Giudizio immediato per il colonnello dell’Arma, Alessandro Sessa, già coinvolto nel caso Consip, e altri sette indagati nell’inchiesta dell’Antimafia di Roma denominata “Dirty Glass”. Il gip Antonella Minunni, come chiesto dai pm antimafia Luigia Spinelli, Barbara Zuin e Claudio De Lazzaro, ha disposto un processo a distanza di tre mesi dagli arresti per imprenditori, investigatori e faccendieri ritenuti coinvolti in un sistema criminale fatto di reati fiscali, tributari, fallimentari, estorsioni aggravate dal metodo mafioso, intestazioni fittizie di beni, falsi, corruzione, riciclaggio, accessi abusivo a sistemi informatici, rivelazioni di segreto d’ufficio, favoreggiamento reale, turbative d’asta, sequestro di persona e detenzione e porto di armi da fuoco.
A finire imputato è così il colonnello Sessa, già a giudizio con l’accusa di depistaggio nel caso Consip.
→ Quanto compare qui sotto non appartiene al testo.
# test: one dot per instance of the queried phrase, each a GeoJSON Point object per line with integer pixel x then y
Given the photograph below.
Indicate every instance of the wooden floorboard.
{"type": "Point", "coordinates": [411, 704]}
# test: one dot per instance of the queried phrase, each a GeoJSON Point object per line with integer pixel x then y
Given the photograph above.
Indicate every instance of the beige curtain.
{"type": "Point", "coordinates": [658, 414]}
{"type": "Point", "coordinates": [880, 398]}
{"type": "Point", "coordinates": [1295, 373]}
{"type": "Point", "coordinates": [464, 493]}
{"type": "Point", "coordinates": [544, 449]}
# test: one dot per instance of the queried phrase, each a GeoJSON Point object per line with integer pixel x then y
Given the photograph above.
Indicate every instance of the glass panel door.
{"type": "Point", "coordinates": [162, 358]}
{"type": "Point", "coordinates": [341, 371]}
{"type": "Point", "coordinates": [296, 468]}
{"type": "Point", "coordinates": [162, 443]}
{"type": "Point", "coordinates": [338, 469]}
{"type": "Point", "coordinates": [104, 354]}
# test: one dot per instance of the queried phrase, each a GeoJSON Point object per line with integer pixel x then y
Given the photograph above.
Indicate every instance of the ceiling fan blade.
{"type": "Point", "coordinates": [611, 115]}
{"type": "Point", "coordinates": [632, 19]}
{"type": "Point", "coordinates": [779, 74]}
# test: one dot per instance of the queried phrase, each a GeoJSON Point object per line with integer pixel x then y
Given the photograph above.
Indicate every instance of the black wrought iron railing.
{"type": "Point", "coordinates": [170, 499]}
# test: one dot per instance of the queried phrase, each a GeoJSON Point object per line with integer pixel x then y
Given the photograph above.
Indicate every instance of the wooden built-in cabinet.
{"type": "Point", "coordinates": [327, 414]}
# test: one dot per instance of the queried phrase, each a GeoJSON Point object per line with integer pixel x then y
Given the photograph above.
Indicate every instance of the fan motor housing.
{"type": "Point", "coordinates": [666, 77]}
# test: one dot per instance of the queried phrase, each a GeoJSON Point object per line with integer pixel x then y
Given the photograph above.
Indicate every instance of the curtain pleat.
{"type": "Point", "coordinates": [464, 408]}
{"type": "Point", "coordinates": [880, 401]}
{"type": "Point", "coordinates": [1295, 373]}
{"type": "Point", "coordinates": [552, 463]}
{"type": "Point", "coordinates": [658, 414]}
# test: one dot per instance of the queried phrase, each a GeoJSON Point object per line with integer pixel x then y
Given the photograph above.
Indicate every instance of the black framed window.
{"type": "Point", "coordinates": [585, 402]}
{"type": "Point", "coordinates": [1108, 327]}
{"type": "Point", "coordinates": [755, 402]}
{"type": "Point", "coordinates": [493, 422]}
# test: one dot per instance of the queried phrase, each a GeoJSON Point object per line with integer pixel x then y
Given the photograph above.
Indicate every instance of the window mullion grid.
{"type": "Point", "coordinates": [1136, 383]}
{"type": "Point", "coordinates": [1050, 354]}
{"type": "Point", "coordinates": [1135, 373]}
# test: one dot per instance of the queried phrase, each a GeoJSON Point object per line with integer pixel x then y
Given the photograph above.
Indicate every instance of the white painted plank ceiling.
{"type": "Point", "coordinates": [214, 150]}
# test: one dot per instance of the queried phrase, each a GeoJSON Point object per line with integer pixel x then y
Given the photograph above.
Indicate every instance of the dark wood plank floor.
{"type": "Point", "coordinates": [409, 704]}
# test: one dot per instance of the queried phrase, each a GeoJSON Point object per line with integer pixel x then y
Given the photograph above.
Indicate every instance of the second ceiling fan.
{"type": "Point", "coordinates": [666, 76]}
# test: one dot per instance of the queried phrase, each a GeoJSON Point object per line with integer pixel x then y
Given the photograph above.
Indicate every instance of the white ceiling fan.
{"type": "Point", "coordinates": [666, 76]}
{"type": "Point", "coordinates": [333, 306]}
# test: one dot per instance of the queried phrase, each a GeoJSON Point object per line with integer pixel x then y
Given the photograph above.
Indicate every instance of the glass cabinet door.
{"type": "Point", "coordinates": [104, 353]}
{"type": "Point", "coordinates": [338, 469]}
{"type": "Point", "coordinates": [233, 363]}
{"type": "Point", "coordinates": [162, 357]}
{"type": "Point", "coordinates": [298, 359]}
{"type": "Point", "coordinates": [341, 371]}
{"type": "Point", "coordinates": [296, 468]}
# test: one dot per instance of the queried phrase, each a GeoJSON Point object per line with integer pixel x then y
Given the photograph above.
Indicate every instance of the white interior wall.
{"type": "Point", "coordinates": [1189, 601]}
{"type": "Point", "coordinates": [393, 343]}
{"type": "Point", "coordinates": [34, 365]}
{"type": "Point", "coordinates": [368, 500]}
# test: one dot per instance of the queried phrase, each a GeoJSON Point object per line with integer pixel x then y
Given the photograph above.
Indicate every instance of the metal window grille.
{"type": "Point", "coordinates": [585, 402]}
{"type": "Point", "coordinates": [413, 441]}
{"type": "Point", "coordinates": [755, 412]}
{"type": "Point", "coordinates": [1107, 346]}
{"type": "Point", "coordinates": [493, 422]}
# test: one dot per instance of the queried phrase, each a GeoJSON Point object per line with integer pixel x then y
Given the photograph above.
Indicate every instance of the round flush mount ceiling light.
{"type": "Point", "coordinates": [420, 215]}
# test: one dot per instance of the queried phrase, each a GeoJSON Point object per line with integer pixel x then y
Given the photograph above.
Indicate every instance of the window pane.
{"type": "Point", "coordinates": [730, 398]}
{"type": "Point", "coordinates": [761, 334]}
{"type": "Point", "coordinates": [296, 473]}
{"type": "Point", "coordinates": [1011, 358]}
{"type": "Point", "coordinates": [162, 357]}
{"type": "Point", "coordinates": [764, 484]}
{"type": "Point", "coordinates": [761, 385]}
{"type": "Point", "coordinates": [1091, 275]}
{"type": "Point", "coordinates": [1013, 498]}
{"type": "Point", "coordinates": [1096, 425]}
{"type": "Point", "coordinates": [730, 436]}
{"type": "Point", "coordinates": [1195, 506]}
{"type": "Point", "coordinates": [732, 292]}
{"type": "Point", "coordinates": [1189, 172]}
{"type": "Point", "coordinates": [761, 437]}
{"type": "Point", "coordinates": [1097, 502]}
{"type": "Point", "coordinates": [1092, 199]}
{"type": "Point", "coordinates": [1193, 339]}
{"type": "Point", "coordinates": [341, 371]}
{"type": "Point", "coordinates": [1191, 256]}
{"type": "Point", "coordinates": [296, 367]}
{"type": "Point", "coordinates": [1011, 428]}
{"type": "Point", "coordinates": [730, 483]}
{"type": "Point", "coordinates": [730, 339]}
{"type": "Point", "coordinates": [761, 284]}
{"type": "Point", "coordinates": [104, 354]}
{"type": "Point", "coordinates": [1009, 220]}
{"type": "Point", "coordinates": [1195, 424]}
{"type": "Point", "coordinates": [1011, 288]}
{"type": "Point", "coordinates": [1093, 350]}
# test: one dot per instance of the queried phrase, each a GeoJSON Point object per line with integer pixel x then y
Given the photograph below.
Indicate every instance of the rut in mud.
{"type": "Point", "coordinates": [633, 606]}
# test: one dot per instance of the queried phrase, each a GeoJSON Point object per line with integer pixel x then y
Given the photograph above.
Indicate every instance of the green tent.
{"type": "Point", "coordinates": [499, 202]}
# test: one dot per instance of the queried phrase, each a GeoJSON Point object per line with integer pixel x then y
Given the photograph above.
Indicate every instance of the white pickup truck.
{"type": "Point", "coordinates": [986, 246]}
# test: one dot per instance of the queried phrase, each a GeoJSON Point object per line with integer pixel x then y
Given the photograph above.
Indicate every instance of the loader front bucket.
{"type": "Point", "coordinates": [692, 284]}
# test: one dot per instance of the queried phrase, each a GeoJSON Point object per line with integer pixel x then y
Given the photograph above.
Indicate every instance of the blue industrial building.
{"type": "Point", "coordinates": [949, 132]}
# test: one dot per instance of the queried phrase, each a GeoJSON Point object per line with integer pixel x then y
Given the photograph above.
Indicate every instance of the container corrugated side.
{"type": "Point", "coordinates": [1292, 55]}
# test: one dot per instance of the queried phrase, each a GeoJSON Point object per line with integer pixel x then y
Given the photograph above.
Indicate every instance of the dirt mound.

In “Dirty Glass” l’ufficiale è considerato uno degli investigatori che avrebbero protetto e aiutato negli affari illeciti l’imprenditore pontino Luciano Iannotta in cambio di alcune utilità, a partire da un’auto e un telefonino. Un ufficiale che sarebbe arrivato al punto di mettere a disposizione dell’amico imprenditore, già abbondantemente noto alle forze dell’ordine, il suo stesso alloggio di servizio a Roma.
A giudizio, oltre allo stesso Iannotta, fino al giorno dell’arresto presidente della Confartigianato di Latina e del Terracina Calcio, sono quindi stati mandati anche l’imprenditore Luigi De Gregoris, il fisioterapista Natan Altomare, il maresciallo dell’Arma, Michele Carfora Lettieri, gli imprenditori Antonio e Gennaro Festa, e Pio Taiani. Sessa, nello specifico, secondo l’Antimafia di Roma, avrebbe riferito a Iannotta notizie e informazioni “attinenti al proprio ufficio, mettendosi a disposizione per il compimento di attività di osservazione finalizzate alla verifica e accertamento dell’indentità di appartenenti all’Aisi”. L’imprenditore pontino sarebbe infatti riuscito a inserire nella sua rete, per ottenere favori e informazioni riservate, anche uomini degli apparati di sicurezza, che si recavano persino nella sua villa a Sonnino, piccolo centro in provincia di Latina. Aspetti quest’ultimi su cui le indagini sono ancora in corso, tese a far luce su tutti quelli che, indossando una divisa, avrebbero giocato nel campo contrario.